Tuesday, August 29, 2006

When Government Shrugs: Lessons of Katrina

When Government Shrugs: Lessons of Katrina: "Public policies designed to serve the narrow interests of business and the affluent are the ultimate cause of New Orleans' devastation.

A year has passed since Hurricane Katrina turned New Orleans into the closest thing this country has seen to Pompeii. Although FEMA trailers dot more of the landscape than they did a few months ago, as homeowners have begun to dribble back, at least 60 percent of the city seems unoccupied. It will never be the same. Most of the markers of familiar life, the daily round, swept away, never to return. The beautiful Louis Armstrong song "Do You Know What It Means to Miss New Orleans?" used to give me a little rush of wistful, sweet nostalgia. Now it makes me sob.
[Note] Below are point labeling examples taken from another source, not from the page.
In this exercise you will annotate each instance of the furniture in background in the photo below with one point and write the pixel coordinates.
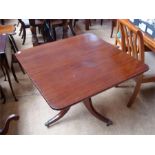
(50, 26)
(132, 43)
(10, 118)
(26, 24)
(62, 23)
(113, 25)
(85, 65)
(6, 61)
(2, 21)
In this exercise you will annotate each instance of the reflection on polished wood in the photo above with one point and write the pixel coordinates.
(148, 41)
(72, 70)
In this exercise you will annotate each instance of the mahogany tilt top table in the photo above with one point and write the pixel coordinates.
(75, 69)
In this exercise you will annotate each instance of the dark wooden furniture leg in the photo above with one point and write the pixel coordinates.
(57, 117)
(2, 95)
(113, 24)
(8, 76)
(87, 23)
(34, 33)
(4, 130)
(71, 27)
(89, 106)
(65, 28)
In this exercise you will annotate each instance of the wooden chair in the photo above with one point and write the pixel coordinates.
(10, 118)
(25, 24)
(65, 23)
(133, 44)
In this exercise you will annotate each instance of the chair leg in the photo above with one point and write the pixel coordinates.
(21, 29)
(24, 36)
(9, 80)
(3, 73)
(136, 91)
(71, 27)
(113, 24)
(2, 95)
(101, 21)
(12, 41)
(54, 34)
(13, 72)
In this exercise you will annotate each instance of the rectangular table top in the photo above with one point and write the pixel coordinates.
(71, 70)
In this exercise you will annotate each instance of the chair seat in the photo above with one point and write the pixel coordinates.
(150, 61)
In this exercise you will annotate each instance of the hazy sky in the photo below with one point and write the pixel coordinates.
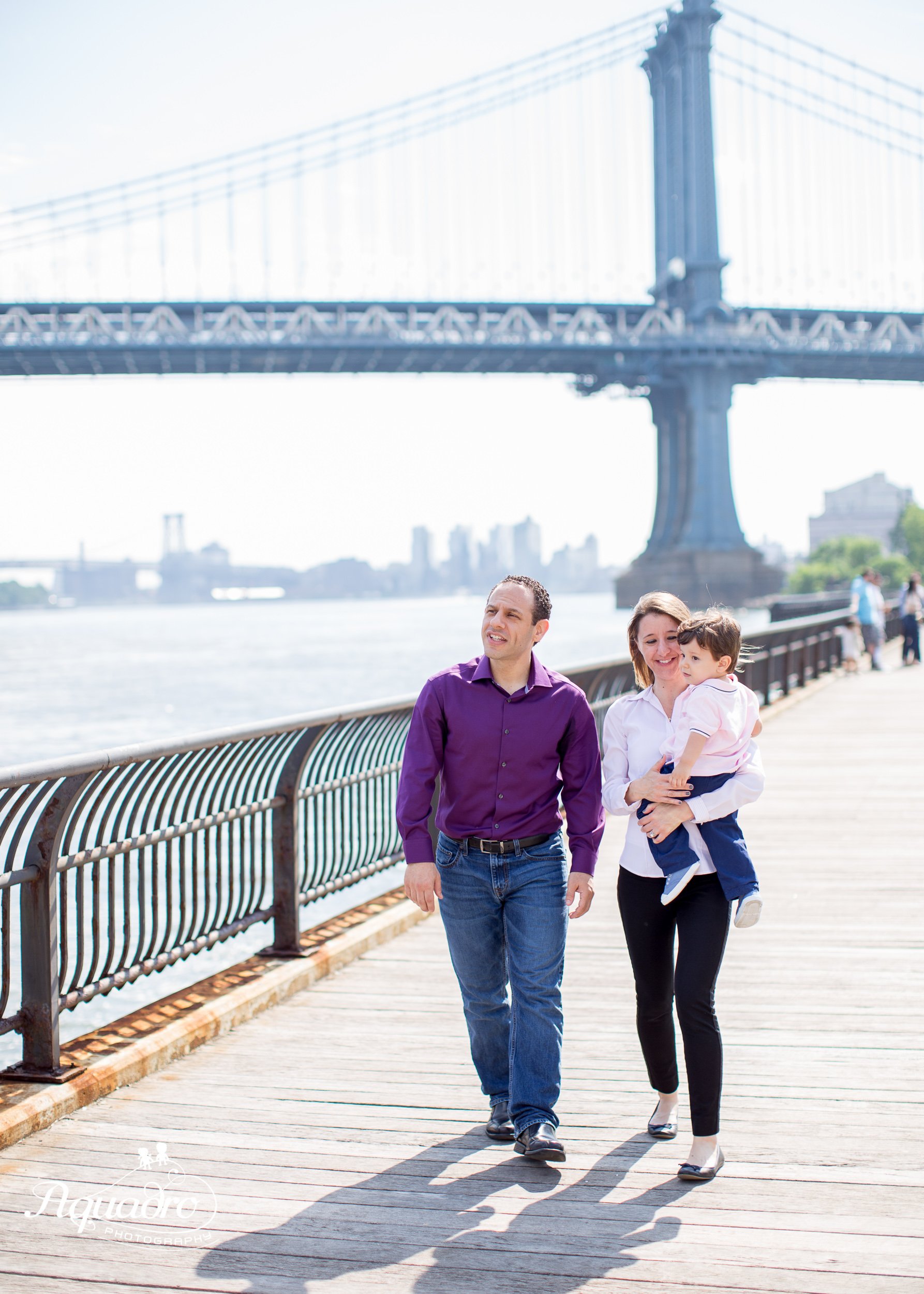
(308, 469)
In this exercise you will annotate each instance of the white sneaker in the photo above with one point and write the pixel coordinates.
(749, 911)
(676, 881)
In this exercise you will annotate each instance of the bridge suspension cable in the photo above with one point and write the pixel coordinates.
(821, 169)
(321, 148)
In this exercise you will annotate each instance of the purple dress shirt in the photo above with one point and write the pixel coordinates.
(502, 761)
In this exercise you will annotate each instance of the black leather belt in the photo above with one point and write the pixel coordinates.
(502, 847)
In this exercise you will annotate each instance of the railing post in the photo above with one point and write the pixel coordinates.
(39, 946)
(285, 850)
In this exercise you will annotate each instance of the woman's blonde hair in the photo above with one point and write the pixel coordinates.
(651, 605)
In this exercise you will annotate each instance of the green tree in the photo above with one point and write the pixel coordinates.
(837, 562)
(14, 594)
(909, 535)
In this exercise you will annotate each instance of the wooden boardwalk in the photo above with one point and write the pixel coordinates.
(341, 1130)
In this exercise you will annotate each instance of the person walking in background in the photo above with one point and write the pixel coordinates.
(506, 737)
(870, 611)
(910, 611)
(851, 645)
(698, 920)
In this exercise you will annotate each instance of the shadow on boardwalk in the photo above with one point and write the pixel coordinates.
(350, 1231)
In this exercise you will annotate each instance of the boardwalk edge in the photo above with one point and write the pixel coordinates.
(280, 980)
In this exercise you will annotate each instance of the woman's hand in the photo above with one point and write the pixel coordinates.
(660, 819)
(655, 786)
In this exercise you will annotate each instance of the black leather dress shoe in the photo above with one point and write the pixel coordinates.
(691, 1173)
(500, 1126)
(663, 1131)
(539, 1142)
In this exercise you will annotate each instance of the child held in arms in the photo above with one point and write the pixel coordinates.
(713, 723)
Most of my family lives in New Orleans. Nearly all of them were or remain displaced. My mother's Holly-grove neighborhood sat in four feet of water for nearly a month after the 17th Street Canal ruptured. She left home the day before the storm hit and couldn't move back until New Year's Day. Some family members were more fortunate, some less. Most of them lived in the Gentilly area, which was largely devastated by the breach of the London Avenue Canal. My aunt and uncle's house, only a few blocks from the breach, was inundated, as was that of a cousin who lived near them. She had to be rescued from a rooftop. Even some relatives whose houses weren't flooded remain displaced, as children had no schools and most of the city went without electricity and other services."